The legend of the Headless Horseman arose when a drover named Doyle died at the Black Swamp in the early 1850s.

The drovers would tell of having seen the ghost of Doyle while they were camped at the swamp.

The said Doyle was riding about the camp at night on a short-legged horse – a trotting cob.

Overlanders began to dread camping there, believing sight of the apparition spelled their own doom.

Writers at the time did not state the manner of Doyle’s death but the legend persevered in the form of a headless rider mounted on a trotting cob.
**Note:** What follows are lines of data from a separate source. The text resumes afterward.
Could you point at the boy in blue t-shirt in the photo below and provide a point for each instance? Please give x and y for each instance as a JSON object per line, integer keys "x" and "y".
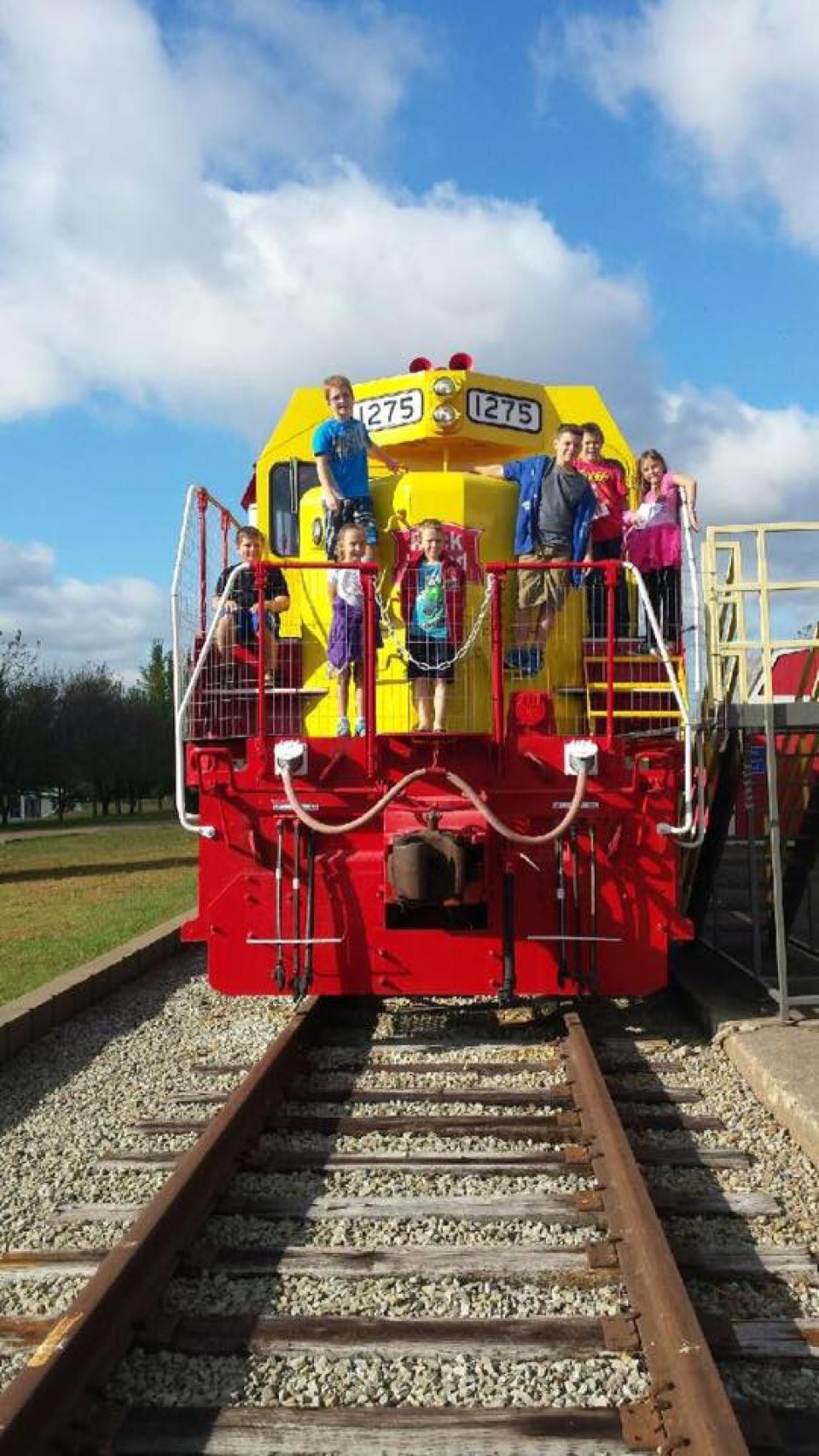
{"x": 340, "y": 447}
{"x": 433, "y": 589}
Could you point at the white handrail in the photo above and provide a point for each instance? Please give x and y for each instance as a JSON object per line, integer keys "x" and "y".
{"x": 181, "y": 699}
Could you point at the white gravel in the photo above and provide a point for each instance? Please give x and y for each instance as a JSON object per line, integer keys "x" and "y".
{"x": 322, "y": 1381}
{"x": 67, "y": 1099}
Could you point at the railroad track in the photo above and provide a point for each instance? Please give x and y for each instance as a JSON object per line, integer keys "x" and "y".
{"x": 502, "y": 1161}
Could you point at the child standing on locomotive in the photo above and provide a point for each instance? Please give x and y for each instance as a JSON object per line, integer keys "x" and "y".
{"x": 653, "y": 540}
{"x": 345, "y": 643}
{"x": 239, "y": 614}
{"x": 433, "y": 604}
{"x": 340, "y": 446}
{"x": 556, "y": 505}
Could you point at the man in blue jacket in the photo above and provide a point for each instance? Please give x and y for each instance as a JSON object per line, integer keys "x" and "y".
{"x": 556, "y": 505}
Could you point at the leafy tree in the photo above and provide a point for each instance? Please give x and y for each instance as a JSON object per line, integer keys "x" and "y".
{"x": 18, "y": 664}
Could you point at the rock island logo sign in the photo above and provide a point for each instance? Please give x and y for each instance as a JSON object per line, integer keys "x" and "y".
{"x": 460, "y": 542}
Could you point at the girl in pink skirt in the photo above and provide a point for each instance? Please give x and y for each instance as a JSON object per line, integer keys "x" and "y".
{"x": 653, "y": 538}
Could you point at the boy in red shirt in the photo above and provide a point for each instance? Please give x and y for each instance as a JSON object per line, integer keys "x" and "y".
{"x": 607, "y": 480}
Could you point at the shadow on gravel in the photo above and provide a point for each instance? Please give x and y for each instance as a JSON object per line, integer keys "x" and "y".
{"x": 68, "y": 1049}
{"x": 713, "y": 1238}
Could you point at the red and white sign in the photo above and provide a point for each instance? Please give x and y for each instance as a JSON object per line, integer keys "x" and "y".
{"x": 460, "y": 542}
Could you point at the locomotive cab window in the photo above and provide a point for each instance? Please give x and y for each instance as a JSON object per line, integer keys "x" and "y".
{"x": 288, "y": 480}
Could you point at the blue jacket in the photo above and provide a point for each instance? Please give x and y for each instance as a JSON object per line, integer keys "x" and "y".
{"x": 528, "y": 474}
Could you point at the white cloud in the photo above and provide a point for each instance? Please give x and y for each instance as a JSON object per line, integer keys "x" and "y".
{"x": 125, "y": 270}
{"x": 735, "y": 80}
{"x": 295, "y": 82}
{"x": 78, "y": 622}
{"x": 752, "y": 465}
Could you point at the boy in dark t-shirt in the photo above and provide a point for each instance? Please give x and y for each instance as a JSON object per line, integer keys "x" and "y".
{"x": 239, "y": 612}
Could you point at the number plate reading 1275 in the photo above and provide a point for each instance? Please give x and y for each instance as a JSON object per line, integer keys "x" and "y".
{"x": 507, "y": 411}
{"x": 390, "y": 411}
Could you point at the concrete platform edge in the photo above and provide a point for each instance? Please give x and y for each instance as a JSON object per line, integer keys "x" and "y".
{"x": 777, "y": 1062}
{"x": 28, "y": 1018}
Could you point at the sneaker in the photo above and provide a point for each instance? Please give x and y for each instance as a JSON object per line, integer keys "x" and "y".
{"x": 524, "y": 660}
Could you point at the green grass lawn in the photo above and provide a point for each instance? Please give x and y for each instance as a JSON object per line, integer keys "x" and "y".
{"x": 68, "y": 897}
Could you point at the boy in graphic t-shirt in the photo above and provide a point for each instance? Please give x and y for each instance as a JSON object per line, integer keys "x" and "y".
{"x": 433, "y": 606}
{"x": 340, "y": 446}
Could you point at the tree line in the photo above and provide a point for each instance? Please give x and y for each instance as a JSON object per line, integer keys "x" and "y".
{"x": 82, "y": 736}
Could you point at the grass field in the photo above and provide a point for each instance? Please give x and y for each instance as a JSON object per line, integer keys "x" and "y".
{"x": 68, "y": 897}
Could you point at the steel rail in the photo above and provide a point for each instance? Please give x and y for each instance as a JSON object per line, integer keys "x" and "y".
{"x": 693, "y": 1410}
{"x": 92, "y": 1336}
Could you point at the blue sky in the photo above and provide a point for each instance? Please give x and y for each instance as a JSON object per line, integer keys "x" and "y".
{"x": 208, "y": 202}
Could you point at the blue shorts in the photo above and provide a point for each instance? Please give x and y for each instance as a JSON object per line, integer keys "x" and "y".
{"x": 247, "y": 624}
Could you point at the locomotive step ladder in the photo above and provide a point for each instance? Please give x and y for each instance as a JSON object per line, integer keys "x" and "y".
{"x": 643, "y": 698}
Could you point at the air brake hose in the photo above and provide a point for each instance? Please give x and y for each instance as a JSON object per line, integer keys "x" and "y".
{"x": 458, "y": 783}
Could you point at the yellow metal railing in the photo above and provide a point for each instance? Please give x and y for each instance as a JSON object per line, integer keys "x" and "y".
{"x": 758, "y": 604}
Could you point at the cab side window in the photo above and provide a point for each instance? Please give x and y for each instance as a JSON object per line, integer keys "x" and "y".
{"x": 288, "y": 482}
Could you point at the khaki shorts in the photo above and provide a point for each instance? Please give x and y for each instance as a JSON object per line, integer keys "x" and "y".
{"x": 543, "y": 589}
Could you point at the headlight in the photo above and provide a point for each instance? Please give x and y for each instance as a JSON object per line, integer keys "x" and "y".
{"x": 444, "y": 416}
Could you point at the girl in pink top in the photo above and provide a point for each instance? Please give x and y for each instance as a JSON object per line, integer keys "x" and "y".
{"x": 652, "y": 536}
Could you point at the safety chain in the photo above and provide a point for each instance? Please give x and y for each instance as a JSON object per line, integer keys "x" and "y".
{"x": 389, "y": 631}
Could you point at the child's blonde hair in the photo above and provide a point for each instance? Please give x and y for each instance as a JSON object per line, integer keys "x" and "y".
{"x": 336, "y": 381}
{"x": 251, "y": 533}
{"x": 351, "y": 529}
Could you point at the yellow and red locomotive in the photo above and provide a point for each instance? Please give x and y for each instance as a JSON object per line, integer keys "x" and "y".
{"x": 532, "y": 847}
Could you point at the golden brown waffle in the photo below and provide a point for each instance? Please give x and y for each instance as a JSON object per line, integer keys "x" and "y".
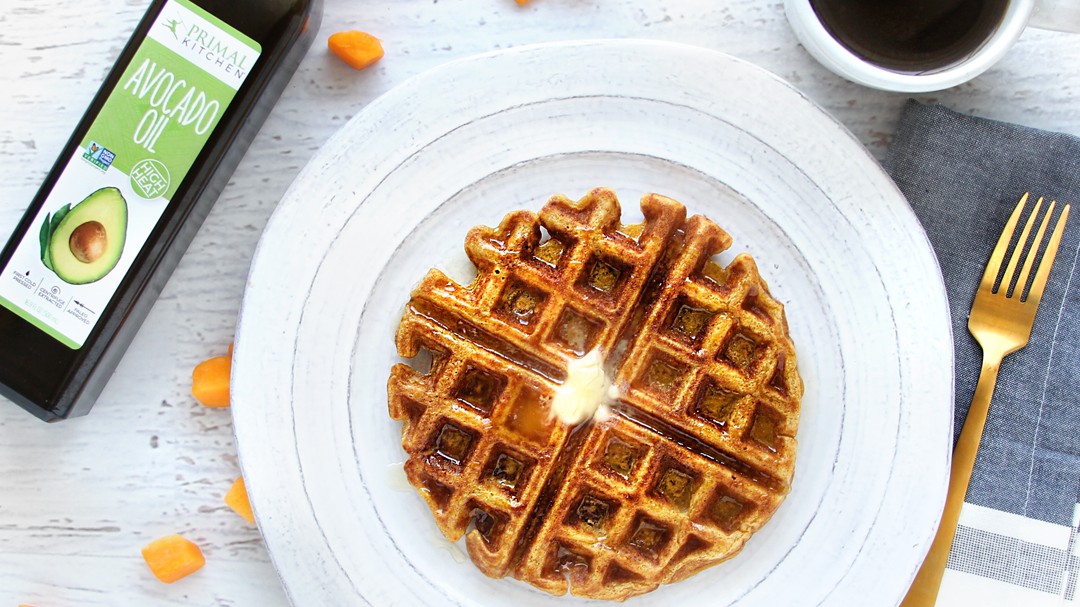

The legend has been handed down through the years.

J.E.P Bushby’s Saltbush Country tells how he would appear suddenly, mounted on a cob, a cloak wrapped around him – but without a head.

“He passed through the camp like a phantom, causing the cattle to rush and the dogs to shrink away … terror would follow … cattle, dogs, drovers all in a wild stampede.”

Advantage was taken of this legend by the Moulemein butcher to augment his meat supplies.

When the bush telegraph told of the approach of a mob of “old Tyson’s” cattle he would camp at the Black Swamp and await their arrival.

His technique was to throw a cloak over a wooden frame on his shoulders, giving the appearance of the stump of a neck but having no head.

He approached the resting herd at a trot, knowing that cattle on strange ground are easily spooked.

Having put the cattle on their feet he would cut off a few head, drive them into the bracken around the swamp and later drive them leisurely to slaughter, to end up on the cutting carts of Moulemein, Hay and Deniliquin.

The Horseman was wise enough to confine his duffing to small numbers so was never molested by the attention of the troopers.

These activities continued until the fencing of the runs made the movement of stock too difficult.

Charlie Lee, who drove the Deniliquin-Hay coach for years, claimed that he saw the horseman in action.

The story goes that Charlie saw the trotting cob taking its headless rider home to die.

Perhaps a fitting postscript to what is one of the finest legends in the whole outback of Australia.